I have a MediaPipe hand-tracking task running successfully on OpenCV frames.
Full code: https://pastebin.com/2wubwxgg
Here’s the relevant code:
cap = cv.VideoCapture(0)
if not cap.isOpened():
print("Cannot open camera")
exit()
while True:
# Capture frame-by-frame
ret, frame = cap.read()
# if frame is read correctly ret is True
if not ret:
print("Can't receive frame (stream end?). Exiting ...")
break
# Our operations on the frame come here
# Display the resulting frame
frame_timestamp_ms = int(cap.get(cv.CAP_PROP_POS_MSEC))
mp_image = mp.Image(
image_format=mp.ImageFormat.SRGB, data=np.ascontiguousarray(frame)
)
detection_result = landmarker.detect_async(mp_image, frame_timestamp_ms)
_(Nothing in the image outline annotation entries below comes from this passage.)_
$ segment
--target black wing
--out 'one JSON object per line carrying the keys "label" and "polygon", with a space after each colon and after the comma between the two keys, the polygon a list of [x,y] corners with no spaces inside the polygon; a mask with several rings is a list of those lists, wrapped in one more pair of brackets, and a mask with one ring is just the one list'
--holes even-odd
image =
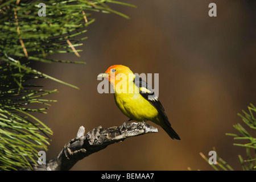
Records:
{"label": "black wing", "polygon": [[165,126],[161,126],[166,131],[169,136],[174,139],[180,140],[178,134],[171,127],[171,123],[168,119],[167,116],[164,112],[164,109],[161,102],[160,102],[158,98],[155,96],[153,89],[144,81],[142,78],[136,76],[133,80],[135,85],[139,88],[139,93],[142,97],[147,100],[155,109],[158,111],[159,114],[163,117]]}
{"label": "black wing", "polygon": [[[133,80],[135,85],[139,88],[139,93],[147,100],[159,112],[162,116],[167,119],[168,118],[164,112],[164,109],[158,98],[155,95],[154,90],[142,78],[136,76]],[[166,120],[166,119],[164,119]]]}

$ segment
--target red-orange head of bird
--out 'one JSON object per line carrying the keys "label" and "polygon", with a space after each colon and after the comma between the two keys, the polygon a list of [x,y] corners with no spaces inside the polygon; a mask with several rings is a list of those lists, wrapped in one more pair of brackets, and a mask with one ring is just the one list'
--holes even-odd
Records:
{"label": "red-orange head of bird", "polygon": [[115,86],[124,77],[127,78],[128,80],[129,77],[133,75],[133,72],[129,67],[122,65],[113,65],[108,68],[105,73],[101,73],[98,77],[108,78],[109,81]]}

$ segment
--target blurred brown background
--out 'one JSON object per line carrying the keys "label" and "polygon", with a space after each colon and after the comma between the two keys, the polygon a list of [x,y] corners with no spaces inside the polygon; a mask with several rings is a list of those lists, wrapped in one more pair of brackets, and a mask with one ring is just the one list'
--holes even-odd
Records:
{"label": "blurred brown background", "polygon": [[[110,6],[129,15],[94,13],[81,57],[55,58],[84,61],[86,65],[42,64],[38,69],[77,86],[80,90],[42,80],[59,93],[47,114],[40,119],[54,134],[47,159],[56,156],[75,137],[101,125],[119,126],[127,118],[113,94],[100,94],[98,74],[113,64],[134,73],[159,73],[159,100],[180,141],[159,128],[156,134],[126,139],[77,163],[73,170],[212,170],[199,155],[212,147],[236,169],[238,155],[233,146],[232,125],[242,122],[237,113],[256,105],[255,3],[253,1],[130,0],[137,8]],[[217,17],[208,16],[208,5],[217,5]],[[38,66],[39,67],[39,66]],[[158,127],[154,123],[148,123]]]}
if detection_result is not None:
annotated_image = draw_landmarks_on_image(
mp_image.numpy_view(), detection_result
)
annotated_image_bgr = cv.cvtColor(annotated_image, cv.COLOR_RGB2BGR)
cv.imshow("Hand Tracking", annotated_image_bgr)
if cv.waitKey(1) == ord("q"):
break
cap.release()
cv.destroyAllWindows()
However, OpenCV is not displaying the frame.
I tested just the display code, excluding the frame annotation, and it seems to work with non-annotated frames. I also tested not converting my video frames to RGB, but to no avail. Any configuration I attempt results in the frames not being displayed, but the task correctly annotating the image frames being passed in.
Everything else works, and I can see the task outputting tracking data within the terminal. My camera also indicates it is on.
Example output of landmark readings:
No hand visible:
hand landmarker result: HandLandmarkerResult(handedness=[], hand_landmarks=[], hand_world_landmarks=[])
With hand visible:
hand landmarker result: HandLandmarkerResult(handedness=[[Category(index=1, score=0.9681164026260376, display_name='Left', category_name='Left')]], hand_landmarks=[[NormalizedLandmark(x=0.8470160365104675, y=0.9493416547775269, z=6.204702458489919e-07, visibility=0.0, presence=0.0), NormalizedLandmark(x=0.7390292286872864, y=0.934730052947998, z=-0.03473040834069252, visibility=0.0, presence=0.0), NormalizedLandmark(x=0.6428059935569763, y=0.8524196147918701, z=-0.048505205661058426,
I cannot find an existing example of this, nor does the OpenCV documentation help.
Maybe I’m missing something obvious.